Webinar participants say they are familiar with gas discharges in Canada and Alaska. Have you read the description of the crater near the village of Antipayut, and were any flares also recorded there?

No, I have not. Our colleagues from the Earth Cryosphere Institute are working there, and they are already preparing publications on this topic. In my report, I have dwelled upon those three sites I myself visited.

How many craters have been located in Yamal? Have you been counting them?

They are being counted, and not only in Yamal. Our administrative borders don't influence Nature in any way. One of the first craters was found in the delta of the Yenisei River, and it resembles our Yerkutayakha crater. I have heard about some other items, including the one near the village of Antipayut. Their exact number depends on what is actually counted. Some people see a lake and call it a paleo-crater. There are very many contentious issues here. Or an ice nucleus has melted away and flooded a nearby body of water; this process resembling an explosion is also possible. I am not ready to make any comments on this matter. I can only speak in detail about the things that I myself have visited.

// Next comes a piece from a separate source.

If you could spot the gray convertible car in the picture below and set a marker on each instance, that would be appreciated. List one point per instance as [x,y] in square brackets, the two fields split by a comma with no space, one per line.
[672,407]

Are there any paleo-craters near new craters?

It is necessary to superimpose items shown by me on those objects being singled out by scientists. Vasily Bogoyavlensky keeps a database at the Institute of Oil and Gas Problems, and the Earth Cryosphere Institute also has its own database. I don't have access to these databases and therefore cannot say anything definite.

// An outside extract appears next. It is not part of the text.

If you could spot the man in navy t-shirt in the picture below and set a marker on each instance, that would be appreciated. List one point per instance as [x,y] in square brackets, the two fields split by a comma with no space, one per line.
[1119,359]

Is it possible to predict this phenomenon?

According to some reports, certain gas companies drill potential craters and vortexes, or the above-mentioned soil-heaving bulges, and prevent various processes that may otherwise take place. It appears that, by gathering data, it will become possible to make more detailed predictions in the future, but I am now urging experts to study contemporary geodynamic processes.

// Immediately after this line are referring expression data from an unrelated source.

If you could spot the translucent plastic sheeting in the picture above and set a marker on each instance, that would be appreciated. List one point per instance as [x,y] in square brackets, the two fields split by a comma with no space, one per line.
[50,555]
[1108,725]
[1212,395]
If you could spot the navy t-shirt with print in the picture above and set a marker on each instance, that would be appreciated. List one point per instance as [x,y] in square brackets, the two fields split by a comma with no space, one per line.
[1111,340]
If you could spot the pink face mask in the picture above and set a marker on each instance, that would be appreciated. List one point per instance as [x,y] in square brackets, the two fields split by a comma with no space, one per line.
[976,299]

Do scientists conduct any geochemical surveys prior to developing various deposits?

They don't conduct any geochemical surveys because it is not worth it. If seismic reconnaissance has singled out a positive structure, and if a deposit is located nearby, a well is merely drilled there. This well either confirms the existence of hydrocarbons, oil, gas and gas condensate, or it does not. It is up to fundamental researchers to conduct other seismic operations, magnetic reconnaissance and electric reconnaissance. And what do you mean by geochemical surveys?

You have mentioned high methane concentrations on the surface. Where were these concentrations measured? Were any special projects implemented at Tambei?

No, we did not implement any special projects. I showed, while drilling the well's head.

So, does this solely hinge on data readings inside the heads of wells?

Yes, I was lucky, and we siphoned off this gas during our work. It may be a paradox, but, as a geologist, I siphon off gas, send gas samples to a laboratory, and they don't even tell me about the results because this data is top-secret. And this is normal!

And when is it possible to say that excessive flows are recorded inside a deposit?

There are certain research findings. I have recently read an article about where correlation projects are being conducted and about the thickness of the layers of permafrost above hydrocarbon deposits. In effect, these surveys are also being conducted, but this amounts to extremely "pinpoint" research which is not confirmed by accumulated statistical records. Therefore it is still impossible to say that this is definitely so… We have siphoned off some gas today, but this does not necessarily mean that it contains methane. But I am reading a book by Shakhnovsky who writes that "it has been unequivocally proved that biogenic organic substance is being synthesized, and that this substance virtually does not differ from ordinary organic substance in terms of its chemical composition." This respected scientist somehow substantiates this statement. This is a lead for you, so that you could start untangling this web.